That leaves the mixed model and GEE GLM approaches. Between these two, we don’t even have to choose if it’s a random intercept, linear model, as they would have similar ‘population-average’ interpretations, and similar estimates of like parameters, though the mixed model provides cluster-specific effects and predictions. Interpretations do change with nonlinear models such as with a binary outcome and logit link, but see the Gardiner reference below for how the estimated coefficients relate to one another in those cases.

Only the mixed model provides cluster-specific effects and predictions, while allowing for complex cluster structures and retaining cluster level covariates. What’s more, they can be specified to overcome the primary motivation for preferring FE models. In addition, they readily extend to other types of ‘random effects’ models (e.g. spatial).

In conclusion then, the random effects/mixed model approach can provide most everything one could want in dealing with a variety of clustered data situations. It is highly flexible, and a very powerful tool to have at one’s disposal.

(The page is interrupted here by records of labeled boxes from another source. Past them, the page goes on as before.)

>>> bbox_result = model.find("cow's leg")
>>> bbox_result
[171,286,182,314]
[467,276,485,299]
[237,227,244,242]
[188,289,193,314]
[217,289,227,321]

  1. For the grouped SE, I just calculated as one would the mean sd/sqrt(n). I thought about using Rubin’s rules as one would for the missing value situation, but each four observation linear model has very high variance. This approach puts it in the ball park of the other estimates.

  2. “More data beats a cleverer algorithm.” ~ Pedro Domingos

  3. Note that when there are multiple sources of variance, it is difficult to know what the standard error should be. Programs like Stata and SAS make the decision for you, and provide approximate p-values (via Kenward-Roger or other approximation), while the R package lme4 will not provide p-values. One can get decent interval estimates (e.g. via bootstrap or MCMC), but see the R wiki reference for some details on this issue.